Le Costa Rica a souligné le grand risque que courent les civils en cas de présence de mines et autres engins explosifs, même des décennies après la fin des conflits.  C’est pourquoi il faudrait inclure la lutte contre les mines et autres explosifs dans les mandats des opérations de maintien de la paix, a prôné la délégation. De même, le Saint-Siège a estimé que l’arrêt de la production, du stockage et de l’utilisation d’armes telles que les mines terrestres, les armes à sous-munitions et des explosifs dans les zones peuplées serait une mesure cruciale pour assurer la protection des civils dans les conflits armés. 

Le Liechtenstein comme d’autres pays a constaté des tendances inquiétantes comme l’utilisation de l’intelligence artificielle, des armes létales autonomes et la cyberguerre.  Des défis nouveaux qui nécessitent l’élaboration et l’application minutieuses des principes et normes juridiques.  Le Liechtenstein a dit avoir contribué à cet effort, notamment en publiant un rapport sur l’application du Statut de Rome de la Cour pénale internationale à la cyberguerre. Parmi les nouveaux risques, l’Union européenne a constaté que les changements climatiques peuvent provoquer des déplacements et une insécurité alimentaire qui exacerbent les conflits. C’est pourquoi elle s’engage à assurer la protection des civils à travers le renforcement de la résilience. Cela inclut l’investissement dans la réduction des risques de catastrophe et dans des systèmes d’alerte précoce.

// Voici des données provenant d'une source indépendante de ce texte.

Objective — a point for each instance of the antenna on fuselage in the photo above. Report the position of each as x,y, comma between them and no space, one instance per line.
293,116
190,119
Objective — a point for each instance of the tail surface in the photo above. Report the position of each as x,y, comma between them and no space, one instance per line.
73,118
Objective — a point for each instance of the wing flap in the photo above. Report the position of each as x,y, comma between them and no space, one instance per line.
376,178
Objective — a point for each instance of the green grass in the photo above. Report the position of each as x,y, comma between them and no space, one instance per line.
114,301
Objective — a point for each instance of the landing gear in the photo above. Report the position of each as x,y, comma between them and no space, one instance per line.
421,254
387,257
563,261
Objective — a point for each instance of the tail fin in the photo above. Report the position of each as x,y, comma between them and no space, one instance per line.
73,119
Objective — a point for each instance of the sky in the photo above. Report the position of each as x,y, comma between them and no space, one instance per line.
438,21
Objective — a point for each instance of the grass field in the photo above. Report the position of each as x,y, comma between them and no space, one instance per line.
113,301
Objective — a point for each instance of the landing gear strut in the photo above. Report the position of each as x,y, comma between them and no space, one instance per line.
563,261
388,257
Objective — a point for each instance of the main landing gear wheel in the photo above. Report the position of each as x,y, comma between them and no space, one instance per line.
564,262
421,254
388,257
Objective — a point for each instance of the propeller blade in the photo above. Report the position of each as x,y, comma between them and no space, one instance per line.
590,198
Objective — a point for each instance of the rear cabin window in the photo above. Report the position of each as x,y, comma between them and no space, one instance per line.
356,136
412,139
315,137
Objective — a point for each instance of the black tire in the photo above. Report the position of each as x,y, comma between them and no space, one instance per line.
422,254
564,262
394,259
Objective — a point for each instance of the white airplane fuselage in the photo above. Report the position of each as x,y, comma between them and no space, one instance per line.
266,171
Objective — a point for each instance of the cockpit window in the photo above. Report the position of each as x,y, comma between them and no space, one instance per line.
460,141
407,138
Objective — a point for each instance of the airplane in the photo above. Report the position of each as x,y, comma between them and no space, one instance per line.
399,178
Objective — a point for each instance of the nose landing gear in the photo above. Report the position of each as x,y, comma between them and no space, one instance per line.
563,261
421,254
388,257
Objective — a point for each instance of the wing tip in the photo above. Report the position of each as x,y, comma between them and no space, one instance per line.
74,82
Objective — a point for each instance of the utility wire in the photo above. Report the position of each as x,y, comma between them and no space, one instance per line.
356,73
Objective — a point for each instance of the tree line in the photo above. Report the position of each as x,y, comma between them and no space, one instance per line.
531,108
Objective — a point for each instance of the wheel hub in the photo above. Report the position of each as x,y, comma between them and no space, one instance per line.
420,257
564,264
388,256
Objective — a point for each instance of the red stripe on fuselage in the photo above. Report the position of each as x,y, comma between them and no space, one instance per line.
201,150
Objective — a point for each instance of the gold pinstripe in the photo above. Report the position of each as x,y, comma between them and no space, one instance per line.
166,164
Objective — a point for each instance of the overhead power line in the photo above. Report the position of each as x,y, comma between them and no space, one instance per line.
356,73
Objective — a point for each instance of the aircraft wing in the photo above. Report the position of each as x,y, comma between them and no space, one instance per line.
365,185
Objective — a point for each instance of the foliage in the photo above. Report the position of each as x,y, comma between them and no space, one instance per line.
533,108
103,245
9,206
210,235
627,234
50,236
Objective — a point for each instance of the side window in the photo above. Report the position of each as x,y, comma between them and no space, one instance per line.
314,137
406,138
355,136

Le Chili, en accord avec la déclaration du Groupe des Amis de la responsabilité de protéger, a rappelé la résolution 2664 (2022) qui voulait éviter que les sanctions de l’ONU nuisent à la population civile et fassent obstruction à l’action humanitaire.  Le Chili a invité tous les États à appliquer ses dispositions, dont celles sur les exemptions humanitaires des régimes de sanctions.  La Grèce a insisté sur la protection des journalistes.  En 2006, elle avait proposé l’adoption de la résolution 1738 à ce sujet et elle facilite chaque année celle de l’Assemblée générale sur la sécurité des journalistes et la question de l’impunité.

Il ne suffit pas de dénoncer les violations de crimes graves commis contre la population civile en situation de conflits armés, a-t-on aussi entendu.  Lorsqu’il s’agit de crimes de guerre et contre l’humanité, il est impératif que ces actes ne restent pas impunis, a tranché le Mexique.  Au nom des pays nordiques (Finlande, Islande, Norvège, Suède et Danemark), le Danemark a déclaré que le droit international humanitaire et les droits humains s’appliquent à tous et partout, que ce soit dans les rues du Soudan ou de Gaza ou encore dans la banlieue de Kharkiv ou dans le cyberespace.  En outre, le Luxembourg a condamné toute menace ou acte d’intimidation à l’endroit du Procureur de la CPI ou de son personnel. 

La Croatie a conseillé d’utiliser le concept de la responsabilité de protéger de manière plus efficace et non controversée.  Elle a vu quelques opportunités très concrètes à saisir, comme les discussions sur le pacte pour l’avenir qui devraient aboutir à un document accordant une grande importance à la prévention et à la protection.  L’Allemagne, qui cofacilite le Sommet de l’avenir, a confirmé que le principe de protection des civils sera ancré dans le Pacte. 

 

(En raison de la crise de liquidités qui affecte l’Organisation des Nations Unies, la Section des communiqués de presse est contrainte de modifier le format de la couverture des réunions.)